CUBA - The Olean Community Theatre is conducting a tour of theaters in Western New York, performing a collection of Rodgers and Hammerstein's best-known works titled ''A Grand Night for Singing.'' The music was arranged by Fred Wells, and orchestrated by Michael Gibson and Jonathan Twick.
The company performed Friday evening in Cuba's beautifully renovated Palmer Opera House. It was announced that this was the first touring production to play the theater in more than a century.
The company was made up of five men and five women. All were talented and attractive, and their formal costumes added elan to the evening. They varied widely in age and in vocal range, and they did the material proud, from the romantic ''We Kiss in a Shadow,'' and ''The King and I,'' to the comic ''I Can't Say No,'' and ''Oklahoma," to the dramatic ''My Little Girl,'' and ''Carousel.''
The performing artists were Angela Emley, Cristin Hopkins, Adam Losey, David Merwine, Jake Riggs, Rodney Stebbins, Charlotte Stock, Boris Van Druff, Tanaka Van Druff and Marcia Wymer.
The show was a well chosen collection of 33 musical numbers. There was no speaking and no plot line. One or more singers would step out and sing a song, then another single or group would rise from the 10 chairs to the audience's left and begin the next song. The result gave the singers no opportunity to build a character in the audience's minds, but it all flowed very fast and interest remained high.
The works performed were not only the universally-known, popular works by Rodgers and Hammerstein, but it was sprinkled with works from lesser-known shows, such as "Allegro,'' ''Me and Juliet,'' and ''Pipe Dream.'' The marriage of familiar hit with new discovery worked very well. One technique which seemed to work well for the arrangers was that often familiar songs were performed by members of the opposite gender from that which is expected.
Having a man sing, ''Shall We Dance,'' for example, or a woman sing ''Some Enchanted Evening'' brought just a bit of freshness to the familiar works.

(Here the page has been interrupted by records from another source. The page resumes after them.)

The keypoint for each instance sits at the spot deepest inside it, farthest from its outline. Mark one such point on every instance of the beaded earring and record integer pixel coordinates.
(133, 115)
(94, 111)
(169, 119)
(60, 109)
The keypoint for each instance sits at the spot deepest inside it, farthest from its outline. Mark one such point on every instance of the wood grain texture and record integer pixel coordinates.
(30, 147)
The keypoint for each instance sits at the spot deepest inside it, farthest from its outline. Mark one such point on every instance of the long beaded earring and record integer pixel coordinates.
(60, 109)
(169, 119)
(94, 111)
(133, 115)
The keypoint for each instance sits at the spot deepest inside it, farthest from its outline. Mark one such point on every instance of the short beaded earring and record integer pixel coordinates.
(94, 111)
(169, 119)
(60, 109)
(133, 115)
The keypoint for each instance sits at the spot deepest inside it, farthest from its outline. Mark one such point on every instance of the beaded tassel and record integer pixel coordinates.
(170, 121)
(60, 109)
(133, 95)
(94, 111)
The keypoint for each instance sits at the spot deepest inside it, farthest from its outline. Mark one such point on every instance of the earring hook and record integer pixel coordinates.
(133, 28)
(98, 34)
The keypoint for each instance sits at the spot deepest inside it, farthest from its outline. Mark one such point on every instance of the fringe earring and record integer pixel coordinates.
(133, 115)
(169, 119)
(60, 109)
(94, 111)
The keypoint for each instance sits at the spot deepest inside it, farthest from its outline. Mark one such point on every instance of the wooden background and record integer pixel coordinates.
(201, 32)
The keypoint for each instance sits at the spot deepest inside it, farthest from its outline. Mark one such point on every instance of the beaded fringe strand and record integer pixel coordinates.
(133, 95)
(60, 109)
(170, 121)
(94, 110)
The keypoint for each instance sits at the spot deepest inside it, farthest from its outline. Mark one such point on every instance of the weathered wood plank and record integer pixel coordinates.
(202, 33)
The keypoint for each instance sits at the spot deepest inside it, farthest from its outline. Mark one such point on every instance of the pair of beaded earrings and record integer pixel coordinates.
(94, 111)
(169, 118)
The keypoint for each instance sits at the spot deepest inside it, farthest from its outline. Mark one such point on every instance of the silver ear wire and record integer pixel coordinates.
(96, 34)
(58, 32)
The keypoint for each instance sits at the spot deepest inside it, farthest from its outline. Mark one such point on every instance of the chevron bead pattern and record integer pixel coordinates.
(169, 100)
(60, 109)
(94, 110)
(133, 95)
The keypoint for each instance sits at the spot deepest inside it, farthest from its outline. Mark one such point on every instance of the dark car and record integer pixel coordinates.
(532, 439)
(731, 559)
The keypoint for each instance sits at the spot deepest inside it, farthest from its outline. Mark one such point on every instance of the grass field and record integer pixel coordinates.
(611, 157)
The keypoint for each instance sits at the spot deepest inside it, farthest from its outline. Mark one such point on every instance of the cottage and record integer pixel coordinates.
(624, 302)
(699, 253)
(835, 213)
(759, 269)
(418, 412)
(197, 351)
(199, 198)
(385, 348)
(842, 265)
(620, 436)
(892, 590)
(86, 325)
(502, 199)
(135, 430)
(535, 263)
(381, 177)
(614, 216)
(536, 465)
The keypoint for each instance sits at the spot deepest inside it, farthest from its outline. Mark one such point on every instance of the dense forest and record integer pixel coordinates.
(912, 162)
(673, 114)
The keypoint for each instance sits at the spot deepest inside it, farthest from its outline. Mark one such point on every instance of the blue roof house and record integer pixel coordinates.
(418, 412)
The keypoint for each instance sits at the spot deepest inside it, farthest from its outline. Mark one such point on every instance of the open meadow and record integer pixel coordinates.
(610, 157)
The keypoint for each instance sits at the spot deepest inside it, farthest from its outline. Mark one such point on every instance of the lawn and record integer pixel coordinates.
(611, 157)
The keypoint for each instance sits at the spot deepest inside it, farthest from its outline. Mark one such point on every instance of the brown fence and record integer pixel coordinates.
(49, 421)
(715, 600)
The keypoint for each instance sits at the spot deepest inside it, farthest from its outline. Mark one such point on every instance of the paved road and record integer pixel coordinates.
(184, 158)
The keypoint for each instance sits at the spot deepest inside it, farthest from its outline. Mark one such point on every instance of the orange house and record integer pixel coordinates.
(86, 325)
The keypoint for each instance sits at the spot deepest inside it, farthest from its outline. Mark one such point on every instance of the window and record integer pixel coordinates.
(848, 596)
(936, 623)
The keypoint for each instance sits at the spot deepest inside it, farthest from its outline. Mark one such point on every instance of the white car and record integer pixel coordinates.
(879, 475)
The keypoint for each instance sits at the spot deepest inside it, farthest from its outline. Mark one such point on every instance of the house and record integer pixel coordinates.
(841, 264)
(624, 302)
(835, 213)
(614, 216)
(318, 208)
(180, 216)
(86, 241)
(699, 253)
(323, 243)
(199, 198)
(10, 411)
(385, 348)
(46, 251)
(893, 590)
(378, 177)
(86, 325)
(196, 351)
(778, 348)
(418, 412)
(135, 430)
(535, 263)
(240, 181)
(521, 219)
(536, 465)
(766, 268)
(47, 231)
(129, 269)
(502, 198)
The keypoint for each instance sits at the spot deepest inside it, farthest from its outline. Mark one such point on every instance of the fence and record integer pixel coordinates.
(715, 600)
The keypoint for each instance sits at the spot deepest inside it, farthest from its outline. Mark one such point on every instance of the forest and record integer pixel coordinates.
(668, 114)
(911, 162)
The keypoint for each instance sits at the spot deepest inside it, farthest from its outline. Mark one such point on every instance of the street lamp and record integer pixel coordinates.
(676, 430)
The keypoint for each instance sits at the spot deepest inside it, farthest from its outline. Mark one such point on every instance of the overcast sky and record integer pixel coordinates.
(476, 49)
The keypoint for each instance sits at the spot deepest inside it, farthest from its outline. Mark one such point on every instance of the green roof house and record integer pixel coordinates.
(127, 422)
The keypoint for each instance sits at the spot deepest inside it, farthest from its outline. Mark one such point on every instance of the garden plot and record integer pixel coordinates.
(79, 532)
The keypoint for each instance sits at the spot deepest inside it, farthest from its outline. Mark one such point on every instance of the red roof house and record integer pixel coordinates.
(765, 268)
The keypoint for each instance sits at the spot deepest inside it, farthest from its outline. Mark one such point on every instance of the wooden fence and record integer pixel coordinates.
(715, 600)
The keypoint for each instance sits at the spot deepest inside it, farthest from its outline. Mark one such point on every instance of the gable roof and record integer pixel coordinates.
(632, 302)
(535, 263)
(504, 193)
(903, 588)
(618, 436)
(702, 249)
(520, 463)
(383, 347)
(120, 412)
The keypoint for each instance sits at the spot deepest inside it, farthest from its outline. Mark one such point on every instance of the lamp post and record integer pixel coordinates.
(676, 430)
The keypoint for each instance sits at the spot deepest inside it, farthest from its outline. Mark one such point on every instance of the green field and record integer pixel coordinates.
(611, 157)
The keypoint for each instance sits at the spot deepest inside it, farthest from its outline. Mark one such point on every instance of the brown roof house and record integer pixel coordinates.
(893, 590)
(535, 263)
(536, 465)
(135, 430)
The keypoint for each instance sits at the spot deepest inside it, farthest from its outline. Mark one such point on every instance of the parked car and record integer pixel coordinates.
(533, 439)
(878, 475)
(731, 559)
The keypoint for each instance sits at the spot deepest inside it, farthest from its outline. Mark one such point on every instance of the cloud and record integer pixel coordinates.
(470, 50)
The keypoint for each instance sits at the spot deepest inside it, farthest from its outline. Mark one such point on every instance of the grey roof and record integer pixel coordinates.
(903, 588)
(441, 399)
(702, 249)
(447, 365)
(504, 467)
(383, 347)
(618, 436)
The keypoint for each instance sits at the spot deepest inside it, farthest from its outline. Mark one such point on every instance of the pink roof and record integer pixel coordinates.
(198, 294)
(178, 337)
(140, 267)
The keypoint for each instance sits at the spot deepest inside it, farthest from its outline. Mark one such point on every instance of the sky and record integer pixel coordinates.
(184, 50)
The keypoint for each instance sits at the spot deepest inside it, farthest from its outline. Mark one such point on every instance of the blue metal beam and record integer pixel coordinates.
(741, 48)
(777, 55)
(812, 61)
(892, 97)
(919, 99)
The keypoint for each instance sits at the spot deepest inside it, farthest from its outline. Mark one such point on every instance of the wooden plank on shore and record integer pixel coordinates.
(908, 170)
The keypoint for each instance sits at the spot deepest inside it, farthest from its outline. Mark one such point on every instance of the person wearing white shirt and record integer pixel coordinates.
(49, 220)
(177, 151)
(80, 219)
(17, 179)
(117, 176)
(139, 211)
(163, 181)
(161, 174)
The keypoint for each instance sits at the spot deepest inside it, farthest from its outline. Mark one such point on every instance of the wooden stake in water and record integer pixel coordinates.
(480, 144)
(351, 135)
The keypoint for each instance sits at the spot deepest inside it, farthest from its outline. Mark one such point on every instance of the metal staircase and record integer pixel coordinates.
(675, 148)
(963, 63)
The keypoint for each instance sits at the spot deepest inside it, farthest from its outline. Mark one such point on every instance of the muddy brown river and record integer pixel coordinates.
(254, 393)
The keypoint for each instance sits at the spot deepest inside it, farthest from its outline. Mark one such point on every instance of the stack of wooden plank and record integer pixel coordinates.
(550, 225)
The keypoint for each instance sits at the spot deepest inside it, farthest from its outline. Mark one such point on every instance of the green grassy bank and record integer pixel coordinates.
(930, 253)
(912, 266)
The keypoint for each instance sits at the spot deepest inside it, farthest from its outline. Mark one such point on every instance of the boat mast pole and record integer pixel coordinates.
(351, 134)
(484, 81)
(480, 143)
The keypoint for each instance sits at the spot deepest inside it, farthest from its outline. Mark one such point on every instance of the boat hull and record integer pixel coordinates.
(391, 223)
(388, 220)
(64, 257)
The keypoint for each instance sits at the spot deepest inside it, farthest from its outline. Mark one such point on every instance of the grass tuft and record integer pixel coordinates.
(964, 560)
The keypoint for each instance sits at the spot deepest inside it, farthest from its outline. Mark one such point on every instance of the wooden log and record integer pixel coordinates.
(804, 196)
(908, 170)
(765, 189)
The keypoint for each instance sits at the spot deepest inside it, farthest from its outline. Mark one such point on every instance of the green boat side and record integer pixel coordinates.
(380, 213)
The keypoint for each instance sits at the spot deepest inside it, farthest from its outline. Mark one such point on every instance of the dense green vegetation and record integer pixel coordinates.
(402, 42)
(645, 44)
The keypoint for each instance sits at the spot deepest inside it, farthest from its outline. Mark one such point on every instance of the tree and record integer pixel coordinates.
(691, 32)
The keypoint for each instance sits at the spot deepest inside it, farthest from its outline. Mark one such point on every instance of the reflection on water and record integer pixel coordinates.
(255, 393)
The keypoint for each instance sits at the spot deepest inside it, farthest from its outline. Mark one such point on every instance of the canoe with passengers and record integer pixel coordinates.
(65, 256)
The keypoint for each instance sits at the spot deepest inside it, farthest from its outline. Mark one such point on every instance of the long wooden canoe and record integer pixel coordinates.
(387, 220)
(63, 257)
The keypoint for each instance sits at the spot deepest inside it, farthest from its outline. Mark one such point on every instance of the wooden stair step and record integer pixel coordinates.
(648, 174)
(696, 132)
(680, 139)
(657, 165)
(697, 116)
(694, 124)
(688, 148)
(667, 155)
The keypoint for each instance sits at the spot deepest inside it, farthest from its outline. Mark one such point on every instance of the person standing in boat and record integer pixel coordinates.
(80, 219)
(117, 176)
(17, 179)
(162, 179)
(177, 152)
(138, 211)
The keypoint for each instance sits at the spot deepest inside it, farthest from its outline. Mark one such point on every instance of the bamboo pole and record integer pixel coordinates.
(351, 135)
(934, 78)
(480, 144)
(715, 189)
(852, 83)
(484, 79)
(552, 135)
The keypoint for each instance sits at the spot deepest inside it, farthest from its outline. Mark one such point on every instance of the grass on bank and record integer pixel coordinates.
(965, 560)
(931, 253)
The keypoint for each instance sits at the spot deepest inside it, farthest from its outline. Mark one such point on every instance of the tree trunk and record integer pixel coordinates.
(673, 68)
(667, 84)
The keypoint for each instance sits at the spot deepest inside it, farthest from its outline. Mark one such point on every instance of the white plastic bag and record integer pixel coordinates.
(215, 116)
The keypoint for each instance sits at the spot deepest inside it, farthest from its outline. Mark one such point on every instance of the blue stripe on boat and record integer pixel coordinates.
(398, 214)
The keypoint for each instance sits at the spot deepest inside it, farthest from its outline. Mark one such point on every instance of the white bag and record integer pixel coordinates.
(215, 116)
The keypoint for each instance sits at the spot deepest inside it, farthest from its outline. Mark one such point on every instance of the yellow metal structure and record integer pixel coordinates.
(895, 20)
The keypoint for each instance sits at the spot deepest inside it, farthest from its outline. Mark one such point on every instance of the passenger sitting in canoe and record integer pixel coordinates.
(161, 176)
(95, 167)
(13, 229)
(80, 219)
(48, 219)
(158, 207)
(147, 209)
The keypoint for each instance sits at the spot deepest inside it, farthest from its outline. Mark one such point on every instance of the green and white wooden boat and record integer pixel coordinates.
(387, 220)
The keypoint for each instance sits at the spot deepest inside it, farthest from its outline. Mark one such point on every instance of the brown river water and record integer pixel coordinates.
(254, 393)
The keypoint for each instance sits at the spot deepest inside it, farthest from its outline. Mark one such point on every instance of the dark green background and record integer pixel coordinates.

The evening was accompanied by a stage band of five instruments which played very well, although the accompaniment rarely played the melodies of the songs. Instead, they chorded accompaniment with the result that if a singer did go awry from the tune it lasted longer than it would have had someone been playing the melody.
The result was very entertaining, and obviously the audience was enjoying it very much. The show was scheduled to be performed in Jamestown at the Willow Bay Theater, but it has been postponed until a later day. If it comes our way, I recommend it enthusiastically.